Is there a way to identify disease severity and predict disease progression in patients with ADPKD?
Several factors contribute to kidney function decline. Cyst development is a continuous process that starts in utero and continues through the patient lifetime. The Consortium of Radiologic Imaging Studies of PKD has shown that higher kidney volumes are associated with faster declines in kidney function qualifying as a prognostic biomarker. As a result, total kidney volume (TKV) has been widely used as a primary or secondary end point in clinical trials. However, TKV has limitations as a surrogate marker for disease progression and does not always predict changes in kidney function. TKV is particularly inaccurate in patients with few large cysts or in patients with kidney atrophy secondary to ischemia or urinary tract obstruction. Furthermore, a higher TKV at an earlier age probably indicates a faster kidney growth rate. An imaging classification of ADPKD has been developed to identify patients with various degrees of disease severity and risks for progression to guide in the selection of patients for clinical trials or patients likely to benefit from effective therapies directed to slowing kidney growth. This classification uses CT and MR images and prespecified findings to assign patients as:
- • Class 1: typical, bilateral diffuse presentation
- • Class 1 is further divided into A to E based on height-adjusted TKV and age.
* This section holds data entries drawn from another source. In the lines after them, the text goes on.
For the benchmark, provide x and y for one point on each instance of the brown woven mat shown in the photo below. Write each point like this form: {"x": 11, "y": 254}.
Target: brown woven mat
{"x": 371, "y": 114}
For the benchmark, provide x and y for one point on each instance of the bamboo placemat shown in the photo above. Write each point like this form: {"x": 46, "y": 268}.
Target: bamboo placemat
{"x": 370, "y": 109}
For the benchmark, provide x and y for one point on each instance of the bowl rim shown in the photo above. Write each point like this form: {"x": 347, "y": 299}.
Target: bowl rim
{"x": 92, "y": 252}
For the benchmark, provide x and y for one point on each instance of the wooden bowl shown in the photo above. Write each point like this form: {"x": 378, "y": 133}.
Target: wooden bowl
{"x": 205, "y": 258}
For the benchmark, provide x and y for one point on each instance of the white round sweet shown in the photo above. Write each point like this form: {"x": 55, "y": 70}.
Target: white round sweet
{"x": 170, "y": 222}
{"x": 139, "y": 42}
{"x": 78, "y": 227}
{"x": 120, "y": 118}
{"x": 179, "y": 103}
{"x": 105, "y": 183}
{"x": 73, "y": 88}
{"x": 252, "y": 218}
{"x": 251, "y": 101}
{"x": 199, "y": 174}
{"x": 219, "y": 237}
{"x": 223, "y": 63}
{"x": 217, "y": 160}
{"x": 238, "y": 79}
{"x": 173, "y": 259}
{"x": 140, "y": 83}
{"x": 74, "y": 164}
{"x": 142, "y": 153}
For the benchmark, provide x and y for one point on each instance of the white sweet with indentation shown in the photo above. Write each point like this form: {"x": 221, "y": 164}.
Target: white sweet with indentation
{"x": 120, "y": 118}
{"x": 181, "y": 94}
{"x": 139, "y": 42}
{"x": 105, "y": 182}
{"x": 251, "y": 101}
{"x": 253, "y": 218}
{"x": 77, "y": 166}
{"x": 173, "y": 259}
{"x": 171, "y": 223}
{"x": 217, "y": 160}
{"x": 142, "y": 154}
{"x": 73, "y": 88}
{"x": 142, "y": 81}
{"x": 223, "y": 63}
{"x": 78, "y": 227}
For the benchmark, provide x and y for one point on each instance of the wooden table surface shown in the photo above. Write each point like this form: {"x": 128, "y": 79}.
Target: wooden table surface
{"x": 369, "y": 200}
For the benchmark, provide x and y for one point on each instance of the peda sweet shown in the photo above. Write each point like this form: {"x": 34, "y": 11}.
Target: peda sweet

- • Risk for declining GFR and ESKD increased progressively from class A to class E
Classification of Autosomal Dominant Polycystic Kidney Disease Patients by Prespecified Imaging Findings
Reproduced from Irazabal, M. V., Rangel, L. J., Bergstralh, E. J., Osborn, S. L., Harmon, A. J., Sundsbak, J. L., . . . CRISP Investigators. (2015). Imaging classification of autosomal dominant polycystic kidney disease: A simple model for selecting patients for clinical trials. Journal of the American Society of Nephrology, 26 (1), 160–172 with permission of the Journal of the American Society of Nephrology.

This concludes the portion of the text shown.